Relative levels of intercellular and intracellular cyclins. (A) Plasticity of mitotic cyclins in human cell lines. During G₂, cyclin B2 is more abundant than cyclin B1 and cyclin A (represented in the diagram by the length of individual bars). The absence of cyclin B1 results in a delay but not inhibition of G₂–M. By contrast, depletion of both cyclin B1 and B2 severely curtailed mitotic entry, leading to cell rounding followed by pre-NEBD slippage.

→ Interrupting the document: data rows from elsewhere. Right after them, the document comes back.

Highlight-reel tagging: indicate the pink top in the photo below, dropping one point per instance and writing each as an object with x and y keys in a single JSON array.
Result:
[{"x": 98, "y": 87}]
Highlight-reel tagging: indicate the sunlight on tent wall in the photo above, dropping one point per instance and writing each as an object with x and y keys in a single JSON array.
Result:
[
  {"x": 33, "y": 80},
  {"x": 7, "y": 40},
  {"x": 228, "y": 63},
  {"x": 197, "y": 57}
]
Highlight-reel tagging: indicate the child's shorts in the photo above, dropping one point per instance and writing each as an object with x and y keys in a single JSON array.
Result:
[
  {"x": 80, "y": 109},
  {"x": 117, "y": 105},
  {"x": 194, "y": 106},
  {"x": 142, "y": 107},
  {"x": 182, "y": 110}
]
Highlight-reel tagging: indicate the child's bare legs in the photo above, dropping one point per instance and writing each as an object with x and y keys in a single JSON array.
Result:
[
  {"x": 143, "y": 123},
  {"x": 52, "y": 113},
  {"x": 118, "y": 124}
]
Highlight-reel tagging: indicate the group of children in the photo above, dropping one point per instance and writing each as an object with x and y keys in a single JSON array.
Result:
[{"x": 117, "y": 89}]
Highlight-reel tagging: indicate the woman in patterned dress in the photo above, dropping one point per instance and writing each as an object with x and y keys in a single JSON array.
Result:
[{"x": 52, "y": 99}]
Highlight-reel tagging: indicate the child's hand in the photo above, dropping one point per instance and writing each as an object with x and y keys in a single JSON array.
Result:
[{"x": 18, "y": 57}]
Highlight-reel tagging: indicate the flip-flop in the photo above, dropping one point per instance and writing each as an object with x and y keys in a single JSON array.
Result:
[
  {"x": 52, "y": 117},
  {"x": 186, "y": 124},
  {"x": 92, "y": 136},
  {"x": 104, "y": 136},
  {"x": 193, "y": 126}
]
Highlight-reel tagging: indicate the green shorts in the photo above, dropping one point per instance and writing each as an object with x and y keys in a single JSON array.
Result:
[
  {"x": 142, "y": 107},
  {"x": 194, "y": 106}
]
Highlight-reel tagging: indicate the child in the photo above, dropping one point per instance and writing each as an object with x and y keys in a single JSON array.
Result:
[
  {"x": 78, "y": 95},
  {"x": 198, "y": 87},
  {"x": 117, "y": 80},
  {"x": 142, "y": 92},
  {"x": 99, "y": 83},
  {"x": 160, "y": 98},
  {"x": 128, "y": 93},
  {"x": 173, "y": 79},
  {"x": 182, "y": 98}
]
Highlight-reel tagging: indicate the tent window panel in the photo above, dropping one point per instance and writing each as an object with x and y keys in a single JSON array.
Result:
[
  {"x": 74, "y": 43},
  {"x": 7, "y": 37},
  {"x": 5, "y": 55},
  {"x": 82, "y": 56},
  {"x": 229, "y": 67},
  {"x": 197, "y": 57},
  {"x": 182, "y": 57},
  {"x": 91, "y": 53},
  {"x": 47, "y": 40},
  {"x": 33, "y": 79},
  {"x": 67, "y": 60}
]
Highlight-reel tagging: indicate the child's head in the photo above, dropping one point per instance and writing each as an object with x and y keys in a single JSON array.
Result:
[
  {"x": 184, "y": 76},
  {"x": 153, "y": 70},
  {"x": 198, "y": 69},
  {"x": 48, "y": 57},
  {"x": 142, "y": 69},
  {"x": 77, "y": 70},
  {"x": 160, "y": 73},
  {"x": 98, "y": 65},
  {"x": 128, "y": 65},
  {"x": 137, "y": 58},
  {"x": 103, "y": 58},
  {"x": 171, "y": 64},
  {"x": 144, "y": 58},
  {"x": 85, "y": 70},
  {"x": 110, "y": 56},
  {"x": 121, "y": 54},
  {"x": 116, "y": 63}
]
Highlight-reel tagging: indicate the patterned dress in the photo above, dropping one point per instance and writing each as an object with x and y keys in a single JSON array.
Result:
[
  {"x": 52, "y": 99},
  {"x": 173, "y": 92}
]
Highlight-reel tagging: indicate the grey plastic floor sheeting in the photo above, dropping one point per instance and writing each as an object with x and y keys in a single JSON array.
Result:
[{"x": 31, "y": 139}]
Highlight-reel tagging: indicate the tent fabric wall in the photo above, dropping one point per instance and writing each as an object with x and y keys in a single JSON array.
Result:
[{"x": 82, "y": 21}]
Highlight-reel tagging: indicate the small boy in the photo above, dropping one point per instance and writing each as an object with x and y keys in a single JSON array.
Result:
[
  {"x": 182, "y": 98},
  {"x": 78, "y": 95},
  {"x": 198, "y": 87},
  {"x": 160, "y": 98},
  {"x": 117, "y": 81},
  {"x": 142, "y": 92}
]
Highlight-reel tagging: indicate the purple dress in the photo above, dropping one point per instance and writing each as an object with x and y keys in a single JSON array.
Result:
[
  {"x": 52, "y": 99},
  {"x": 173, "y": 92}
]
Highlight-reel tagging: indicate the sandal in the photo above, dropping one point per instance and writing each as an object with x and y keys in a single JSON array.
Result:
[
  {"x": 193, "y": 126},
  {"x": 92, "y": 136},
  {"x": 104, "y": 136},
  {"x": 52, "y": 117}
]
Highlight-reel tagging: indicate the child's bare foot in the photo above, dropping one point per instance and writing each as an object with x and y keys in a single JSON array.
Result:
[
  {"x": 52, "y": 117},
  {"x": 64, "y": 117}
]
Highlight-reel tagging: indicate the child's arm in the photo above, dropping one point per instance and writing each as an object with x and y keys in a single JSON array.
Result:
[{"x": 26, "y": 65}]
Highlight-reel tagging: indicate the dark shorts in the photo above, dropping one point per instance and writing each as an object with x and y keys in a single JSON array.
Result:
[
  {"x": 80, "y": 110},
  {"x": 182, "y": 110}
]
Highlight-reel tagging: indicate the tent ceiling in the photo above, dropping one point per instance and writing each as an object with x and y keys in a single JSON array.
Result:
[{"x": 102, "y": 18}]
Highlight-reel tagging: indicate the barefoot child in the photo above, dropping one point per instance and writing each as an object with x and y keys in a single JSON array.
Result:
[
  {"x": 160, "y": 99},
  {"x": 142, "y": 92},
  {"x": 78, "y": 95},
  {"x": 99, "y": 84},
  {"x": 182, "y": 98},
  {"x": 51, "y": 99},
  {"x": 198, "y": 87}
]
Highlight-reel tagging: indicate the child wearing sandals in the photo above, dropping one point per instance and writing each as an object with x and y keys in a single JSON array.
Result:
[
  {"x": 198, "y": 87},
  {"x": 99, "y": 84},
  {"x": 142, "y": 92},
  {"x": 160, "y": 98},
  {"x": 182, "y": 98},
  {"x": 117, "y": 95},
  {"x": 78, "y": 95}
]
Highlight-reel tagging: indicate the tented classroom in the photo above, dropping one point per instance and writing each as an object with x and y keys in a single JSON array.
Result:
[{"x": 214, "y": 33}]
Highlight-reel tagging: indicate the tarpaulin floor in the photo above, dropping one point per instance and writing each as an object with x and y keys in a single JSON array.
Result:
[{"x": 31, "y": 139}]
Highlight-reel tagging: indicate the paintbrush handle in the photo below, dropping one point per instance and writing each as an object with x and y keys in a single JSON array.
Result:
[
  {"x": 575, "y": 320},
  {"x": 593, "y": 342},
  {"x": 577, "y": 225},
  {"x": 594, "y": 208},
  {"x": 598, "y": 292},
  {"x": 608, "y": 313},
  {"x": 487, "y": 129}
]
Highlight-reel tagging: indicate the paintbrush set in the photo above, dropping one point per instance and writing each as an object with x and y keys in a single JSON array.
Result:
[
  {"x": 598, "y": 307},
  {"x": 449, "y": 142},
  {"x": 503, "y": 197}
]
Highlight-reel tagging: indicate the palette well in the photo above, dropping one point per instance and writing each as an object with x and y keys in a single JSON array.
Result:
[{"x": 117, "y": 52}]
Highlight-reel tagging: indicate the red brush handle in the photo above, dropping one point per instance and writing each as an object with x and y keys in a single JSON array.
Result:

The pre-NEBD G₂ block can be rescued by overexpressing cyclin A (red bars). Similar to cyclin B1, cyclin A is rate-limiting for G₂-M. The G₂-M delay due to cyclin A deficiency can be rescued by overexpression of cyclin B1. Cells were blocked in G₂ in the absence of cyclin A and cyclin B1. (B) Interplay between cyclin A and cyclin B. In the absence of cyclin A, G₂–M is delayed with an accompanied accumulation of cyclin B1–CDK1 and cyclin B1–CDK2 complexes. This delay can be alleviated by overexpression of cyclin B1 (see A). Conversely, the absence of cyclin B1 and B2 hinders proper mitotic entry, leading to pre-NEBD slippage, accompanied by an enrichment of cyclin A-CDK1 and cyclin A-CDK2. Overexpression of cyclin A effectively overcome the pre-NEBD defects.